I am working on a real-time object detection project in my company, and we plan to use YOLO for inference on multiple IP cameras. Currently, we do not have an on-premise GPU server, so we are considering purchasing a system equipped with an NVIDIA A100 GPU with this, I’m going to run the llm model in the future.

Our goal is to run 8 separate IP camera streams, each at:

  • Resolution: 1920 × 1080

  • Target inference speed: 30 FPS

  • Model: YOLOv11-L (Ultralytics)

Before making a purchase, I would like to confirm the following:

1. Can a single A100 GPU run 8 YOLOv11-L models in parallel at 1080p 30FPS?

If anyone has benchmark experience with YOLOv8/L11-L on A100, I would appreciate performance guidance—especially regarding GPU throughput, memory usage, and expected real-time stability across 8 streams.

2. If the A100 cannot reliably support this load, what edge system would you recommend?

We are open to alternatives such as:

  • Jetson AGX Orin industrial edge PCs

  • x86-based industrial computers with RTX A2000/A4000

  • Any proven hardware configuration capable of handling 8 channels of 1080p YOLO inference at 30FPS

If possible, we prefer a design suitable for factory environments.

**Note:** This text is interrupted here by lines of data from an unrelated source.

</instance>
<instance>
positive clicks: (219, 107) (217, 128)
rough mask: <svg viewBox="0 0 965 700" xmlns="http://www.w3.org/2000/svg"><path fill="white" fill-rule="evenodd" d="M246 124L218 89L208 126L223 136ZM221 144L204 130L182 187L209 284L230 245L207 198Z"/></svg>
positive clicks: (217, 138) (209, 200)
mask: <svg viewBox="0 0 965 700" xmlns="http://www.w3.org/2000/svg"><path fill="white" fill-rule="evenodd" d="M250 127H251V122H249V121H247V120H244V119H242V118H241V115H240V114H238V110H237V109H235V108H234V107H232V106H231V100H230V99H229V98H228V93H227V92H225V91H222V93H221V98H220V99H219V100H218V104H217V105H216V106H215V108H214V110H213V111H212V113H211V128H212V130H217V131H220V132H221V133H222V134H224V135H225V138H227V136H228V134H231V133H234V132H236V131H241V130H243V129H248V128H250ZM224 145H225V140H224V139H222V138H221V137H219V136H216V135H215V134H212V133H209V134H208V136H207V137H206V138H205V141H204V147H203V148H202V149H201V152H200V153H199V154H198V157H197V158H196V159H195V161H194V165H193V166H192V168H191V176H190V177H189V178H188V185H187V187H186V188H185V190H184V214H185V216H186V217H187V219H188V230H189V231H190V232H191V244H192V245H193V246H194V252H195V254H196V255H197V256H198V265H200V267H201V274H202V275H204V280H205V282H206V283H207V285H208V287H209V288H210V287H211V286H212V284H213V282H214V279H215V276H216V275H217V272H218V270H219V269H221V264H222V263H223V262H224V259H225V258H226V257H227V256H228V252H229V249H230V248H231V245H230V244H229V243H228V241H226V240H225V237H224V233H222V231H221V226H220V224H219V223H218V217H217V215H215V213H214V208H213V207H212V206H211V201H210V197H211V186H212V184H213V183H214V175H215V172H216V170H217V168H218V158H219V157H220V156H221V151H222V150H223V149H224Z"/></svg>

Any recommendations, benchmarks, or architectural guidance would be extremely helpful.

Thank you in advance for your support.

What’s the input size of the model used during inference?

In my current implementation, I do not manually set the input tensor size.
The raw 1920×1080 frame is passed directly to the YOLO detector, and the model internally resizes it to its default inference size (typically 640×640 for Ultralytics YOLO).